Studies conducted both in traditional yoga schools for centuries and more recently in research centers converge on the same results: concentration reduces stress and renders one calm. While it is no longer necessary to prove today that the physical exercises of yoga relax the body, the fact that the mental exercise of concentrating relieves the pressures of thinking is slowly becoming an obvious fact.
How does it work? Yoga, which has employed these practices for centuries, has described the process very precisely. Firstly, it brings to the fore the necessity to maintain the healthiest mental life possible by abstaining from disruptive unethical behavior and also by adopting a life as close as possible to our basic needs, by avoiding the creation of conflictual situations or situations far too contradictory to the norm.

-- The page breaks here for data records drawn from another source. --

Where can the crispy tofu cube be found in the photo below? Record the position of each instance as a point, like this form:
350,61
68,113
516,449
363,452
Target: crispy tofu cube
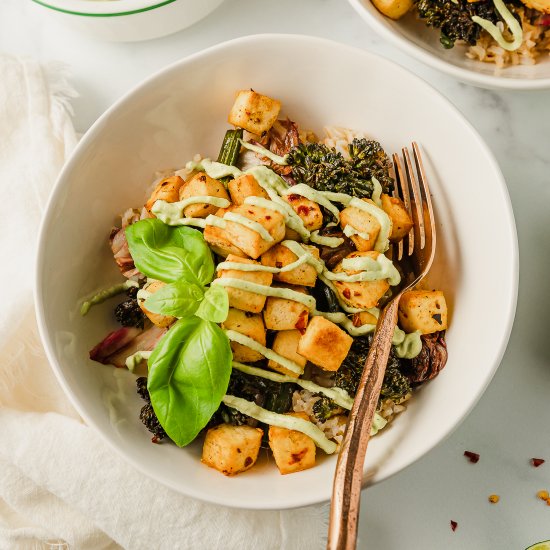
423,310
309,211
324,343
156,318
395,9
254,112
245,186
364,223
292,235
293,451
365,294
231,449
250,325
281,256
397,211
286,344
202,184
283,314
364,318
244,299
167,190
249,240
217,240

Just these modifications reduce our propensity to produce dark thoughts or worry unduly to a great extent.
The rest will consist mainly in working on one’s mind. A scattered thinking generates mental fatigue. A concentrated thinking brings peace and mental efficacy. The proposed exercises use at first simple supports, such as maintaining a steady gaze on a candle flame or listening to a natural stable sound such as the sound of a stream. The next phase consists in placing one’s concentration no longer on external but on internal supports (the batting of one’s eyelids, the heart’s pulse, breathing rhythms…). Next comes a more difficult phase consisting in lying quietly while evoquing feelings, then emotions. This part already requires good training to remain silent and aware at the same time. It is important as it slowly triggers modifications in our internal response modes when facing external stimuli, which previously could bring us into a deluge of contradictory forces and unresolved conflicts. The last practical phase is basically concerned with seeing one’s thoughts unfurl while remaining a simple silent witness to the process….
Finally, yoga offers to anchor one’s thoughts on phenomena that we rarely dwell upon, such as the very nature of our life, or the real meaning of love…
Why this progression? The answer is again very simple, even if difficult to achieve. By slowly training our faculty to observe the functioning of the individual and the world, a kind of tranquil state emerges which is no longer dependent - or at least much less so - on this functioning. Yoga asserts that this state generates both a feeling of compassion for the totality of life and also a hitherto unsuspected creative energy that facilitates the resolution of many questions in our daily lives.
It would be vain to believe that this is a panacea to lead a problem-free life. Yoga provides neither a miraculous remedy, nor ideas or concepts for dreamers in search of a solution. Rather, it proposes a serious investigative method, free of beliefs and embellishments, in which the individual will differentiate between what is true and what is false and will train himself to direct his attention toward his life, his immediate environment, and the world at large with an open point of view. It is an invitation to be fully responsible and act for the greater good of the majority. Concentration finds its limit there and opens on to the other two domains of the Samyama mentioned above.